An alternative batch size can be specified as follows (independently for translating and scoring):

```python
scorer.score_direct(
    a, b, a_lang="en", b_lang="en",
    score_kwargs={"batch_size": 16}
)

scorer.score_cross_likelihood(
    a, b,
    translate_kwargs={"batch_size": 16},
    score_kwargs={"batch_size": 16}
)
```

#### Different NMT models
This library currently supports four NMT models:
- [`small100`](https://huggingface.co/alirezamsh/small100) by [Mohammadshahi et al. (2022)](https://aclanthology.org/2022.emnlp-main.571/)
- [`m2m100_418M`](https://huggingface.co/facebook/m2m100_418M) and [`m2m100_1.2B`](https://huggingface.co/facebook/m2m100_1.2B) by [Fan et al. (2021)](https://www.jmlr.org/papers/volume22/20-1307/)
- [`prism`](https://github.com/thompsonb/prism) by [Thompson and Post (2020)](https://aclanthology.org/2020.emnlp-main.8/)

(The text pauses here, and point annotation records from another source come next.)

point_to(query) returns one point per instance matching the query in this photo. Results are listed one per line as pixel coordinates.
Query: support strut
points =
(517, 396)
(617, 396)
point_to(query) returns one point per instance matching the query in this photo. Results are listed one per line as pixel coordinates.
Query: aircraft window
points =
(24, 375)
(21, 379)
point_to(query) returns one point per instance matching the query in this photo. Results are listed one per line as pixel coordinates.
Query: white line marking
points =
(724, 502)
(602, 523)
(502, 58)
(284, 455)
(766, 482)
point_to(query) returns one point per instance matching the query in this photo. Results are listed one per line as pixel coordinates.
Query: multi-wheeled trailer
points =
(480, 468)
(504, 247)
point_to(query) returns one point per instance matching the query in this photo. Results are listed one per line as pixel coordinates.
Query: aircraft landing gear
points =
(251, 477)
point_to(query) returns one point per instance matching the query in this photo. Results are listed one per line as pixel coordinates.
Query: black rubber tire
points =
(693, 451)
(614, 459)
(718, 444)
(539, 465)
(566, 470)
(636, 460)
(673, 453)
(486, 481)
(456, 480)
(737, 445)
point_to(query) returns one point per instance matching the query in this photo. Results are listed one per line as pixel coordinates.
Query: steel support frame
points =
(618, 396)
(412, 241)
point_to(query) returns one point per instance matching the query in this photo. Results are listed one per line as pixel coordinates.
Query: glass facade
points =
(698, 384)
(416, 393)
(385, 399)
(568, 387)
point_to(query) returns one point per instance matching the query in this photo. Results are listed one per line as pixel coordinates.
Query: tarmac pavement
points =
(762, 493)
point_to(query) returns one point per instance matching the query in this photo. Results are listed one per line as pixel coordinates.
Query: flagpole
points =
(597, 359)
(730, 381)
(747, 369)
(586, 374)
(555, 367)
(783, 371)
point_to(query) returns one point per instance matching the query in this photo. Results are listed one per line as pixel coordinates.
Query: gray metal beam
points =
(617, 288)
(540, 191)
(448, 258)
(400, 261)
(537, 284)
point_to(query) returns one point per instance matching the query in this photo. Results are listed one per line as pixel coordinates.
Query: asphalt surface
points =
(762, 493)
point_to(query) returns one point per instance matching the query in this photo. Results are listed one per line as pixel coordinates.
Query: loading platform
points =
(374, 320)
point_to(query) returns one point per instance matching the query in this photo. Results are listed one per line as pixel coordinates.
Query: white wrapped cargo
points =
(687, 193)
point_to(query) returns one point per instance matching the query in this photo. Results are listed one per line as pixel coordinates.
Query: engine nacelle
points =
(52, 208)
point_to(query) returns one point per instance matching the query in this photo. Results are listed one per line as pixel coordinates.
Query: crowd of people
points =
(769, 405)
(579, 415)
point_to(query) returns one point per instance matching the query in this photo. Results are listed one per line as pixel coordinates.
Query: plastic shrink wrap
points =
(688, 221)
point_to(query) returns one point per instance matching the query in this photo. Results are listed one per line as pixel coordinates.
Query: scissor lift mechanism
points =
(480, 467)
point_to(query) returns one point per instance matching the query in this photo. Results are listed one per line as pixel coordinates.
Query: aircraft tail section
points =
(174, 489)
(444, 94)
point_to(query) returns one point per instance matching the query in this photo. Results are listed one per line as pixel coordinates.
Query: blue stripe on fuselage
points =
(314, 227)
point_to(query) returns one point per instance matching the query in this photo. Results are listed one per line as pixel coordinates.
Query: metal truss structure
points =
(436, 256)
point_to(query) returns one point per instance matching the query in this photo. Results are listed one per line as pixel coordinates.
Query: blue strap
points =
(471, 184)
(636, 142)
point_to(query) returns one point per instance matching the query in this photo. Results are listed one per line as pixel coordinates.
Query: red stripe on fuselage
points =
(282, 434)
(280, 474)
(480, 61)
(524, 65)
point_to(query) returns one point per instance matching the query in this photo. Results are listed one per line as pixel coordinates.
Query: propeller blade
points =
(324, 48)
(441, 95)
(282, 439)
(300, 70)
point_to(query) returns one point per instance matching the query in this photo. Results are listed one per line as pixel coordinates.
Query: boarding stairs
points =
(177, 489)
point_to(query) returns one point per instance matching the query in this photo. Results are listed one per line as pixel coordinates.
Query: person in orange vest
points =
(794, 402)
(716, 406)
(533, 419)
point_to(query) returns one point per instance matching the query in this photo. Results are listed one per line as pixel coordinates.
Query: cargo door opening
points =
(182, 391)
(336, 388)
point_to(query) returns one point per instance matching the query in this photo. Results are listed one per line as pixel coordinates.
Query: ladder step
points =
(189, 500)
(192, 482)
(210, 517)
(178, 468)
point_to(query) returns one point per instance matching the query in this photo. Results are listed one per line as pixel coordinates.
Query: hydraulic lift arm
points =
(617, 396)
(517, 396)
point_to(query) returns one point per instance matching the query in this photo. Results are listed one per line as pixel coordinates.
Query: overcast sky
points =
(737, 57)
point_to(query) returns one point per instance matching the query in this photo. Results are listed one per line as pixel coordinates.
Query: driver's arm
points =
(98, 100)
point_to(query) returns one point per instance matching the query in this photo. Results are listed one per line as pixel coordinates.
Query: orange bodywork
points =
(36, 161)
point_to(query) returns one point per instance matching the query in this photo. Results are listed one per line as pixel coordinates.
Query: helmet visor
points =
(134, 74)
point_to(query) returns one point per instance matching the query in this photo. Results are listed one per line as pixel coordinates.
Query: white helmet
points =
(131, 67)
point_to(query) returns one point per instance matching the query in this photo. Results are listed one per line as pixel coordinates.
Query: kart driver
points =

By default, the leanest model (`small100`) is loaded. The main results in the paper are based on the Prism model, which has some extra dependencies (see "Installation" above).

```python
scorer = NMTScorer("small100", device=None)  # default
scorer = NMTScorer("small100", device="cuda:0")  # Enable faster inference on GPU
scorer = NMTScorer("m2m100_418M", device="cuda:0")
scorer = NMTScorer("m2m100_1.2B", device="cuda:0")
scorer = NMTScorer("prism", device="cuda:0")
```

**Which model should I choose?**

The page [experiments/results/summary.md](experiments/results/summary.md) compares the models regarding their accuracy and latency.
- Generally, we recommend Prism because it tends to have the highest accuracy. Also, Prism's implementation currently translates up 10x faster on GPU than the other models do, so we highly recommend to use Prism for the measures that require translation (`score_pivot()` and `score_cross_likelihood()`).
- `small100` is 3.4x faster for `score_direct()` and has 94–98% of Prism's accuracy.

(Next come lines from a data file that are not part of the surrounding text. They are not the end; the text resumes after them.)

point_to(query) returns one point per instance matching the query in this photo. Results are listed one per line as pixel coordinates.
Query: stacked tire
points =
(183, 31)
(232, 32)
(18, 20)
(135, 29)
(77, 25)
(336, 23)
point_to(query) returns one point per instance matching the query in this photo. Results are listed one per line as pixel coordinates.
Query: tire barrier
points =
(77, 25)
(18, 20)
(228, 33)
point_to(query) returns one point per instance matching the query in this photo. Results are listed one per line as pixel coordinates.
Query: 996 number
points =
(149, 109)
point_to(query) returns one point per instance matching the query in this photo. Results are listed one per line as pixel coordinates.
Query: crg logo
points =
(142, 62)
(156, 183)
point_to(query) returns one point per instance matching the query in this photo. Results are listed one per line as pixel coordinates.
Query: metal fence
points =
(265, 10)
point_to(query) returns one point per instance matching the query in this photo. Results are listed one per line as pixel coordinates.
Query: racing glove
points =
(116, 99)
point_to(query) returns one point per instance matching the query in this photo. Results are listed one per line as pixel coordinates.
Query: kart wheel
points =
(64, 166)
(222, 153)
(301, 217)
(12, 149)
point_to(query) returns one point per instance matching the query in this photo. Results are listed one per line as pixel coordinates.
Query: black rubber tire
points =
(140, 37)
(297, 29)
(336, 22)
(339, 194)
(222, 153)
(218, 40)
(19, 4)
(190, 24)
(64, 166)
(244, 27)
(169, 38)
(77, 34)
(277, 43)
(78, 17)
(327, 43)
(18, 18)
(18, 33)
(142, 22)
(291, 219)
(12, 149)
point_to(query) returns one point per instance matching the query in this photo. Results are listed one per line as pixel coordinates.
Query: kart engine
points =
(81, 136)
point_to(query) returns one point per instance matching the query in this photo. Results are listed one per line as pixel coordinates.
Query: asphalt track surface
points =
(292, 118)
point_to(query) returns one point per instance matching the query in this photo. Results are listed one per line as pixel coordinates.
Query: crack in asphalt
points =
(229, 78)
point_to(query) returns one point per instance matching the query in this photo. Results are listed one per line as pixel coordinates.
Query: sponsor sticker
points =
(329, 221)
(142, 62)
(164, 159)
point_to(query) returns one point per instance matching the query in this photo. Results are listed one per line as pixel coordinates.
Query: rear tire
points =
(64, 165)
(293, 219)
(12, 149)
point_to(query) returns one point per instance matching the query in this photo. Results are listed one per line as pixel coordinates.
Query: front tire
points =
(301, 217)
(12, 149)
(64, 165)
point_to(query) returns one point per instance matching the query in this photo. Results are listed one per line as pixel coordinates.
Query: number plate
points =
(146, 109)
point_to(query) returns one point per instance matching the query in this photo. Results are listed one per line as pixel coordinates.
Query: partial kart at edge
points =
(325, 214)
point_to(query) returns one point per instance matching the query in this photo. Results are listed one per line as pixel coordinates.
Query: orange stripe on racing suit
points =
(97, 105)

#### Enable caching of NMT output
It can make sense to cache the translations and scores if they are needed repeatedly, e.g. in reference-based evaluation.

```python
scorer.score_direct(
    a, b, a_lang="en", b_lang="en",
    score_kwargs={"use_cache": True}  # default: False
)

scorer.score_cross_likelihood(
    a, b,
    translate_kwargs={"use_cache": True},  # default: False
    score_kwargs={"use_cache": True}  # default: False
)
```

Activating this option will create an SQLite database in the ~/.cache directory. The directory can be overriden via the `NMTSCORE_CACHE` environment variable.

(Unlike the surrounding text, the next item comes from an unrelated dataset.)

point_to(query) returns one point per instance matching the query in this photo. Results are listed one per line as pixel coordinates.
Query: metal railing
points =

#### Print a version signature (à la [SacreBLEU](https://github.com/mjpost/sacrebleu))
```python
scorer.score(a, b, print_signature=True)
# NMTScore-cross|tgt-lang:en|model:alirezamsh/small100|normalized|both-directions|v0.3.0|hf4.26.1
```

### Direct usage of NMT models

The NMT models also provide a direct interface for translating and scoring.

```python
from nmtscore.models import load_translation_model

model = load_translation_model("small100")

model.translate("de", ["This is a test."])
# ["Das ist ein Test."]

model.score("de", ["This is a test."], ["Das ist ein Test."])
# [0.8286197781562805]
```

## Experiments
See [experiments/README.md](experiments/README.md)

## Citation
```bibtex
@inproceedings{vamvas-sennrich-2022-nmtscore,
    title = "{NMTS}core: A Multilingual Analysis of Translation-based Text Similarity Measures",
    author = "Vamvas, Jannis  and
      Sennrich, Rico",
    booktitle = "Findings of the Association for Computational Linguistics: EMNLP 2022",
    month = dec,
    year = "2022",
    address = "Abu Dhabi, United Arab Emirates",
    publisher = "Association for Computational Linguistics",
    url = "https://aclanthology.org/2022.findings-emnlp.15",
    pages = "198--213"
}
```

## License
- Code: MIT License
- Data: See data subdirectories

## Changelog
- v0.3.1
  - Implement the distilled [`small100`](https://huggingface.co/alirezamsh/small100) model by [Mohammadshahi et al. (2022)](https://aclanthology.org/2022.emnlp-main.571/) and use this model by default.
  - Enable half-precision inference for `m2m100` models and `small100` by default; see (/experiments/results/summary.md) for benchmark results

- v0.2.0
  - Bugfix: Provide source language to `m2m100` models (#2). The fix is backwards-compatible but a warning is now raised if `m2m100` is used without specifying the input language.